Some of the concerns were:
- New schedule. The school switched this year from a block schedule to trimesters. This is a huge jump and is causing all kinds of frustrations.
- New curriculum. The updated state curriculum has ramifications for their curriculum. In addition, due to the trimesters they are teaching classes they didn’t teach before.
- Less prep time. With the new schedule and new curriculum, they are also dealing with less prep time! More preps of new classes crammed into a smaller amount of time.
With challenges like that, who would even consider using VC? However, these teachers see the value. They are struggling though to see how to fit it into already crammed schedules.
So I asked some questions.
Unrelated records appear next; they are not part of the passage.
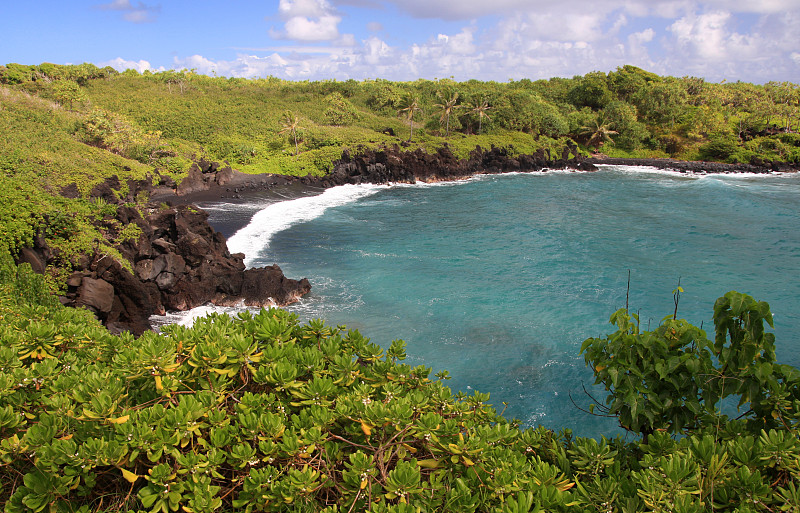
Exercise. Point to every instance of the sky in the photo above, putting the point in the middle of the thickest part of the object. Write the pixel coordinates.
(749, 40)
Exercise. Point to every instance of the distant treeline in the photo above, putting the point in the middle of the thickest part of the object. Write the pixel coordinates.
(81, 124)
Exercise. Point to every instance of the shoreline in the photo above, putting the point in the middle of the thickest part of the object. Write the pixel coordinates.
(236, 188)
(255, 198)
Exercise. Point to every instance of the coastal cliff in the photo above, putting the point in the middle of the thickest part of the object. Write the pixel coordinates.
(178, 262)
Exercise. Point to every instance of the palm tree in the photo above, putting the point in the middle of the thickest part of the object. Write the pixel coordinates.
(599, 133)
(408, 106)
(447, 107)
(291, 123)
(480, 109)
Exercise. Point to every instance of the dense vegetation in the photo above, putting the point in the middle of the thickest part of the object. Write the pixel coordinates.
(80, 124)
(262, 413)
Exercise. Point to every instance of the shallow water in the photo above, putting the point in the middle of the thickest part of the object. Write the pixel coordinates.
(499, 279)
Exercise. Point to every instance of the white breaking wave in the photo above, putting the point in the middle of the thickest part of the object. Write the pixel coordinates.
(254, 238)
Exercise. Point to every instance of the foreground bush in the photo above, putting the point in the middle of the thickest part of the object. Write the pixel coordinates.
(261, 413)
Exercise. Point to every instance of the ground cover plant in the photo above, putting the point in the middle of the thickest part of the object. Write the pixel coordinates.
(261, 413)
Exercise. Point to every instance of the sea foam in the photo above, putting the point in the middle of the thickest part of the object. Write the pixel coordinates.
(255, 237)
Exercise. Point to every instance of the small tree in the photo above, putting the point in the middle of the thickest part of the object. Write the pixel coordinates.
(68, 92)
(673, 378)
(479, 109)
(291, 124)
(446, 109)
(598, 133)
(408, 107)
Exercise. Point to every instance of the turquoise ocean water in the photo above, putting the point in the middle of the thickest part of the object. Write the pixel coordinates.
(500, 278)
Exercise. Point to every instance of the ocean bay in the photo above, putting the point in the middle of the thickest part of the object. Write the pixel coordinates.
(499, 279)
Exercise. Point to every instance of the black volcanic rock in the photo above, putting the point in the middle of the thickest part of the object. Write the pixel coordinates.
(178, 262)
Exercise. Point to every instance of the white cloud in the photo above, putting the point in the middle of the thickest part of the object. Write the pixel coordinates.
(471, 9)
(121, 64)
(308, 20)
(535, 39)
(139, 13)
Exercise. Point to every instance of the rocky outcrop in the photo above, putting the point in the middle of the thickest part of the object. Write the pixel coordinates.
(392, 165)
(756, 166)
(177, 263)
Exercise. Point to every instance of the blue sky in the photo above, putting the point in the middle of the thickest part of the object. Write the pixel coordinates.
(749, 40)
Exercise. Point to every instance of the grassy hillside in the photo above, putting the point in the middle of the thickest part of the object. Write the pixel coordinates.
(261, 413)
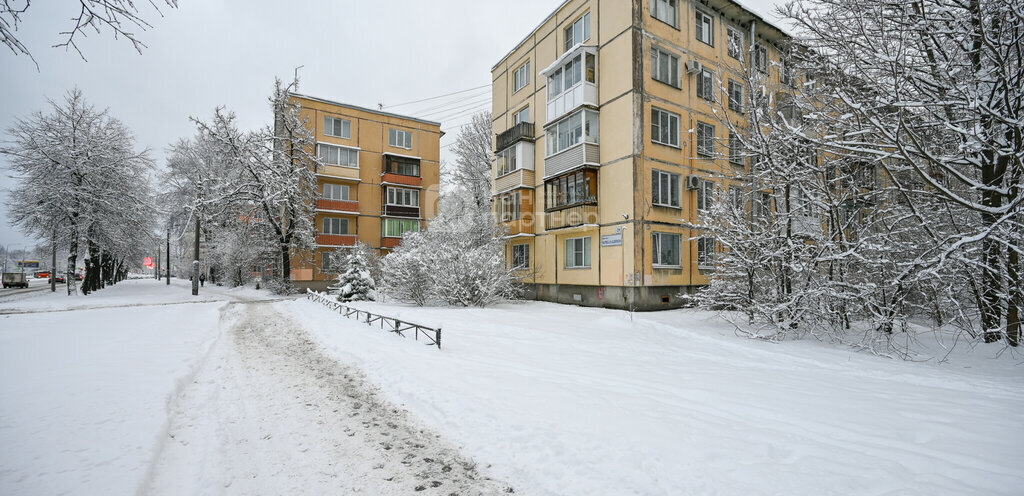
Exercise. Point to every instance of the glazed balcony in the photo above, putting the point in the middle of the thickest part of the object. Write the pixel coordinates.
(336, 240)
(516, 133)
(578, 214)
(337, 206)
I think the most important question was, “what do you already do to teach that curriculum”? In this case, British literature. In the course of the conversation, I discovered the students act out scenes from Shakespeare’s play. Voila! Here’s a perfect way to insert a videoconference. The students will already act out scenes. Just add a videoconference to up the ante with an outside audience. We’re hoping for UK or Canada when we get around to scheduling this. The students will already be practicing the performance.
We also discussed how stressed and freaked out high school kids are when they do collaborative connections. It’s really hard for them. I remember an 8th grade class last week in an ASK program. I overhead a kid saying, This is really creepy, before they muted the microphone. Creepy! How do you get kids to overcome their fear and concern about the videoconference? It’s different with high school kids! There’s this whole “body image” thing going on that’s really tough for kids.
So in our discussion we came up with this idea for an agenda:
- Insults – both classes prepare 5 Shakespearean insults for the other class. The two classes share insults back and forth – one from each class at at time. This should break the ice and get them laughing and more at ease.
- Scenes. Then the classes share scenes from a Shakespeare play. We’ll have to see how long the scenes are and how many can be shared in one class period.
- Question & answer. It’s critical to include the “fun” questions. They want to know about each other: what they do for fun, what music they like, etc.
What do you think? How do you listen to the teachers you serve?